A PF concluiu, em junho de 2018, pelo indiciamento do filho do ex-presidente, solicitando medidas cautelares contra ele e outros investigados. O MPF e a Justiça Federal demoraram 18 meses para autorizar uma operação, e ainda não está clara a razão da demora. No meio deste caminho aconteceu uma eleição presidencial, equipes da força-tarefa Lava-Jato foram refeitas, mensagens particulares dos celulares de procuradores foram divulgadas e a prisão depois de segunda instância — regra que mantinha preso o ex-presidente Lula — deixou de existir.

O debate sobre a vara de competência para tramitação do caso também entrou nessa equação. A dúvida ficou entre o Rio, sede do Grupo Gol e da Oi, e Curitiba — origem da investigação sobre a Andrade Gutierrez, controladora da tele.
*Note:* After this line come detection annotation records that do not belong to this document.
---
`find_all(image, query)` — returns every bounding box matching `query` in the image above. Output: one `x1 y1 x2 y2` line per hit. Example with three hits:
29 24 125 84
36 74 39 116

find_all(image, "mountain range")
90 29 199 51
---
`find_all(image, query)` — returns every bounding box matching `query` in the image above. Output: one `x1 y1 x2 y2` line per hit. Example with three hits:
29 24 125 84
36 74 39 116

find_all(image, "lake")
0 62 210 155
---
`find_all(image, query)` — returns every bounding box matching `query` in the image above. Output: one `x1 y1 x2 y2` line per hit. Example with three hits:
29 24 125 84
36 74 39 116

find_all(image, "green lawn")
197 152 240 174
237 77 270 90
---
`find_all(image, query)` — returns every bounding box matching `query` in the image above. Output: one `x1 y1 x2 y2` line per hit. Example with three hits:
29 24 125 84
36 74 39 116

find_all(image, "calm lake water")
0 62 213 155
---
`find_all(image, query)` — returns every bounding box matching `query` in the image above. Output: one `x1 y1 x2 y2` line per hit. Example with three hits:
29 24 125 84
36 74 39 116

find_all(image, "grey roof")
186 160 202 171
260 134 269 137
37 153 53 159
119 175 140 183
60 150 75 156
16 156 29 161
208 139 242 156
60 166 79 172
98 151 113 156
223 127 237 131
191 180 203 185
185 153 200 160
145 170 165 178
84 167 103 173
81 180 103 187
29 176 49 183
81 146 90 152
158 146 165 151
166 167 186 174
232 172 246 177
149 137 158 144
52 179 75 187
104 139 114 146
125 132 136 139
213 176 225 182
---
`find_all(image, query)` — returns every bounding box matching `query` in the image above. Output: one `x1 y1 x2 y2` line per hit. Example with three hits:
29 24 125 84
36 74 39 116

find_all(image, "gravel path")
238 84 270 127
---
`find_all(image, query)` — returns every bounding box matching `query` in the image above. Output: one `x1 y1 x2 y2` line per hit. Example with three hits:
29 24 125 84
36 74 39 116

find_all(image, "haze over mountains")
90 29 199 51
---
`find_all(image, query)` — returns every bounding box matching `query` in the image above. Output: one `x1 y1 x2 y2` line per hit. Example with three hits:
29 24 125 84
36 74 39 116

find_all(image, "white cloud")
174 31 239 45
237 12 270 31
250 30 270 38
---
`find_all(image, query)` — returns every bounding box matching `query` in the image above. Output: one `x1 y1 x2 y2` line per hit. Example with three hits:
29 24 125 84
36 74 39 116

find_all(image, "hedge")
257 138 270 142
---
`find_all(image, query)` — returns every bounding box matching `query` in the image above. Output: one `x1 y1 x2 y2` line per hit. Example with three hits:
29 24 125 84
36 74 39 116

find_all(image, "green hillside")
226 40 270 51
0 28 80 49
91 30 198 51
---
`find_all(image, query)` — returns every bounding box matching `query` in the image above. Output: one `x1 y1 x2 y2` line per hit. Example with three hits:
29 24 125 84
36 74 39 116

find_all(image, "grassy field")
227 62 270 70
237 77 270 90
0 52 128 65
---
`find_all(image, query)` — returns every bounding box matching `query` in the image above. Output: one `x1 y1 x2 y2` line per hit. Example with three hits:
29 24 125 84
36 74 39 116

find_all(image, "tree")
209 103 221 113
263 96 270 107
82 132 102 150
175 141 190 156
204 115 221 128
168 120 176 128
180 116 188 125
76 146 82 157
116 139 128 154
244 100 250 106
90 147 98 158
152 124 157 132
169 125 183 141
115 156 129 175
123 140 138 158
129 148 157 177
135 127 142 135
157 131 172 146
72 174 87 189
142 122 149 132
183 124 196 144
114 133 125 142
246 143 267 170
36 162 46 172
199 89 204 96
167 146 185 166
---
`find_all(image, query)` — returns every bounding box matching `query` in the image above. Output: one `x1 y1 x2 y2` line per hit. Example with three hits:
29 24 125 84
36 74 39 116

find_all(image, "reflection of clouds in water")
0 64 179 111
Oficialmente colaboradora da Lava-Jato desde 2015, quando pagou multa de R$ 1 bilhão, a empreiteira assumiu o compromisso de promover investigações internas e esclarecer pontos trazido por investigadores. Desde então, nega ter informações a prestar sobre as relações entre Lulinha e Suassuna. Otávio Azevedo, ex-executivo, assinou um chamado “anexo negativo”, documento em que atesta não ter conhecimento de ilícitos relacionados ao episódio.

Ex-executivos da empresa citam os pagamentos ao filho do ex-presidente e seus sócios como apostas comerciais malsucedidas. A PF e o MPF sustentam que pagamentos podem estar relacionados à ação executiva do presidente Lula que permitiu a fusão da Oi com a Brasil Telecom. Até aqui, ainda não há documento que comprove a tese. “Temos que aguardar o resultado das buscas, amadurecer esta investigação neste aspecto”, disse o procurador Roberson Pozzobon. Obter essa prova é atualmente o maior desafio da investigação.